Hintergrund der Bancassurance ist, dass Banken aufgrund des Verbotes versicherungsfremder Geschäfte selbst keine Versicherungsgeschäfte betreiben dürfen, eine enge Verflechtung von Bank- und Versicherungsprodukten aber aus Vertriebssicht durchaus wünschenswert ist. Bancassurance kann somit als Teil einer umfassenden Allfinanzstrategie der Banken interpretiert werden, die in der Praxis meist auch Kooperationen mit Bausparkassen und Kapitalanlagegesellschaften einschließt.
Beispiel: Die genossenschaftlichen Volks- und Raiffeisenbanken kooperieren bundesweit mit der R+V Versicherungsgruppe, die ebenfalls genossenschaftliche Wurzeln aufweist. Ergänzt wird diese Kooperation durch eine Zusammenarbeit mit der Bausparkasse Schwäbisch Hall AG sowie der Kapitalanlagegesellschaft Union Investment. Zusammen definieren diese vier Finanzdienstleistungskonzerne bzw. -unternehmen den genossenschaftlichen Allfinanzverbund.
Aus Sicht des Versicherungsunternehmens lohnt sich eine Vertriebskooperation mit einer Bank vor allem dann, wenn diese Bank über ein dichtes Filialnetz verfügt und somit dem Versicherer zusätzliche Kundennähe in der Fläche des Landes verschafft. Direktbanken ohne Filialnetz oder Spezialbanken wie etwa Exportbanken mjt Schwerpunkt auf der Finanzierung langfristiger Auslandsinvestitionen kommen hierfür eher nicht infrage.

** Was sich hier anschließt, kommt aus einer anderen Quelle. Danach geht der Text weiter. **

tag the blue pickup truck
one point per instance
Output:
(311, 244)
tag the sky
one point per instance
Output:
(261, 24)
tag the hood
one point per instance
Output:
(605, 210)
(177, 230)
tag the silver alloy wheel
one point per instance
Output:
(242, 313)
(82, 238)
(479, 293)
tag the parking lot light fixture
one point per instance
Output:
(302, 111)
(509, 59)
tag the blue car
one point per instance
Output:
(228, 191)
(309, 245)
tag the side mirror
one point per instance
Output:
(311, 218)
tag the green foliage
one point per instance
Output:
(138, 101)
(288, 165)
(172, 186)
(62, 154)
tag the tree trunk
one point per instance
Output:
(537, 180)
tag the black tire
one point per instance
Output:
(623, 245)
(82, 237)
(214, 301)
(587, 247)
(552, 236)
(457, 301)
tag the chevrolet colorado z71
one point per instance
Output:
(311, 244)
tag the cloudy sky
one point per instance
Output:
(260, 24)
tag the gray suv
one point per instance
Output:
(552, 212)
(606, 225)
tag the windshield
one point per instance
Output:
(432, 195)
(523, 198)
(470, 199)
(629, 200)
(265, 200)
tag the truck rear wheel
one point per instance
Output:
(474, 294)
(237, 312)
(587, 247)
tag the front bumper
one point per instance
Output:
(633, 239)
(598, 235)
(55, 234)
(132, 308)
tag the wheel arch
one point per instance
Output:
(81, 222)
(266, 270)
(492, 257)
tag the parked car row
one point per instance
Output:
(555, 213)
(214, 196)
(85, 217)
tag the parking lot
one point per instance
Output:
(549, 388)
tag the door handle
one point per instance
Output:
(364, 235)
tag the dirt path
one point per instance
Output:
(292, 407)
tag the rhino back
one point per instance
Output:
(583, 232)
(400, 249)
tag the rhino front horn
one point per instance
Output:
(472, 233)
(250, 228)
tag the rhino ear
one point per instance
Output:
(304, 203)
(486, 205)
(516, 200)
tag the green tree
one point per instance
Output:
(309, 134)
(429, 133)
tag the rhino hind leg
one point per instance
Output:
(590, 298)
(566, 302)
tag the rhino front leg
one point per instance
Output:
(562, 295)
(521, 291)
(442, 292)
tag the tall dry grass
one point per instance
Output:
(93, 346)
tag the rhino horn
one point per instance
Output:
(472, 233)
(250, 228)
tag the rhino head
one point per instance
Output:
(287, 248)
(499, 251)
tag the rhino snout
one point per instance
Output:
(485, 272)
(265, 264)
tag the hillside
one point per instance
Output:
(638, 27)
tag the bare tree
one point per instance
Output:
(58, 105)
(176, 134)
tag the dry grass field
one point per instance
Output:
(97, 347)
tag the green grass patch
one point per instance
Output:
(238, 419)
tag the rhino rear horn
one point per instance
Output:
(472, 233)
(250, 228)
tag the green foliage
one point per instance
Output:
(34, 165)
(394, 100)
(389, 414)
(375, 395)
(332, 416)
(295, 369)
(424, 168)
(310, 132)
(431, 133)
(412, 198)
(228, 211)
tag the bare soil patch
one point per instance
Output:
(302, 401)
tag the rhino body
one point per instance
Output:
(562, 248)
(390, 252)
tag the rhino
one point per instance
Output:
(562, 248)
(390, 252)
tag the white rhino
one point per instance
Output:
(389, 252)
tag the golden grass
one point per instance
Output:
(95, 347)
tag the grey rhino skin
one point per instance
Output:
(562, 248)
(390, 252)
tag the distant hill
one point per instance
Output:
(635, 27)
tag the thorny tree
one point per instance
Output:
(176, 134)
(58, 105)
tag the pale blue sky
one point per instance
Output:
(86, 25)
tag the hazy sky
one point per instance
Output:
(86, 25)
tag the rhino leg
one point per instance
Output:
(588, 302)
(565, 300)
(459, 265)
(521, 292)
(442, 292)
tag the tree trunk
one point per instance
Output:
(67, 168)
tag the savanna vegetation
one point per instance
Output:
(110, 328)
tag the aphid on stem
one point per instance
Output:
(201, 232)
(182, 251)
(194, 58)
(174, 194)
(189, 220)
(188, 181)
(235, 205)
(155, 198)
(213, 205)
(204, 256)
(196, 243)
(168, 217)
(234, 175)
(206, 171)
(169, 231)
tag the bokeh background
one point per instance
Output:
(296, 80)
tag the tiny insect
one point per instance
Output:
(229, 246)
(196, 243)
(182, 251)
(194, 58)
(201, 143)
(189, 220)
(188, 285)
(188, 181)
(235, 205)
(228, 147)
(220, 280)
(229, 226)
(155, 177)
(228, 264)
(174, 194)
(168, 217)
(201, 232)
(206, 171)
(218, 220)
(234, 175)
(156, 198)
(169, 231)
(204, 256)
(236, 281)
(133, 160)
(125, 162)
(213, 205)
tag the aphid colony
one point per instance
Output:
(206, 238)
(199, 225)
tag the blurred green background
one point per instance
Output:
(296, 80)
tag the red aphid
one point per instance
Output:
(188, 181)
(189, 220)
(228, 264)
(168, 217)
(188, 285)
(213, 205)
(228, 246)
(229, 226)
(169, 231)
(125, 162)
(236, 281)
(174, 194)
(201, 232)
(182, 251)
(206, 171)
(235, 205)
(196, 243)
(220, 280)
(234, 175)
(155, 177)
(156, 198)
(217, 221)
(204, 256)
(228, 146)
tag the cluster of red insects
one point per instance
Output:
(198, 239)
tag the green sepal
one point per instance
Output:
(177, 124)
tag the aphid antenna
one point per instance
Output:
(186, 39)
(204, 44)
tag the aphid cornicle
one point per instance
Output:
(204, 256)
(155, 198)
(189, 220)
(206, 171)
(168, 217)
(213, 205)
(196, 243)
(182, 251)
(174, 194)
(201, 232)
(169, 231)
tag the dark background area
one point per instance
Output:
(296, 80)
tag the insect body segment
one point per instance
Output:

Daneben ist zu bedenken, dass Banken in der Wahrnehmung ihrer Kunden primär der Geldanlage und Finanzierung dienen, weniger der Schadenvorsorge. Vertriebskooperationen mit Banken konzentrieren sich denn auch meist auf den Bereich der Personenversicherung und hier speziell auf die Altersvorsorge (kapitalbildende Lebensversicherungen und Rentenversicherungen). Meist beschränkt sich der Bankvertrieb von Versicherungsprodukten meist auf das Privatkundengeschäft.
In der Praxis fällt dem Bankmitarbeiter in vielen Fällen nicht die eigentliche Versicherungsberatung, sondern die Kontaktaufnahme zu potenziellen Versicherungskunden zu. Die Beratung findet zwar in einer Bankfiliale statt, wird aber durch Vertreter oder Mitarbeiter des Versicherungsunternehmens vorgenommen (Bankberater, Bankbetreuer etc.). In größeren Bankfilialen kann sich auch eine Geschäftsstelle eines kooperierenden Versicherers finden, die von einem Ausschließlichkeitsvertreter oder fest angestellten Mitarbeiter des Versicherungsunternehmens geführt wird. Speziell in diesem Fall ist es von großer Bedeutung, dass Bank und Versicherungsunternehmen eine einheitliche Kommunikationspolitik sicherstellen, zum Beispiel durch Entwicklung einer gemeinsamen Corporate Identity.
Für den Versicherer bringt eine Bankenkooperation mehrere Vorteile. Neben der schon erwähnten größeren optischen Präsenz des Unternehmens in der Öffentlichkeit gehören hierzu vor allem Kostensynergien durch die gemeinsame Nutzung von Produktionsfaktoren sowie die gegenseitige Erschließung von Kundenpotenzialen, die den eigentlichen Kern des Allfinanzgedankens bildet.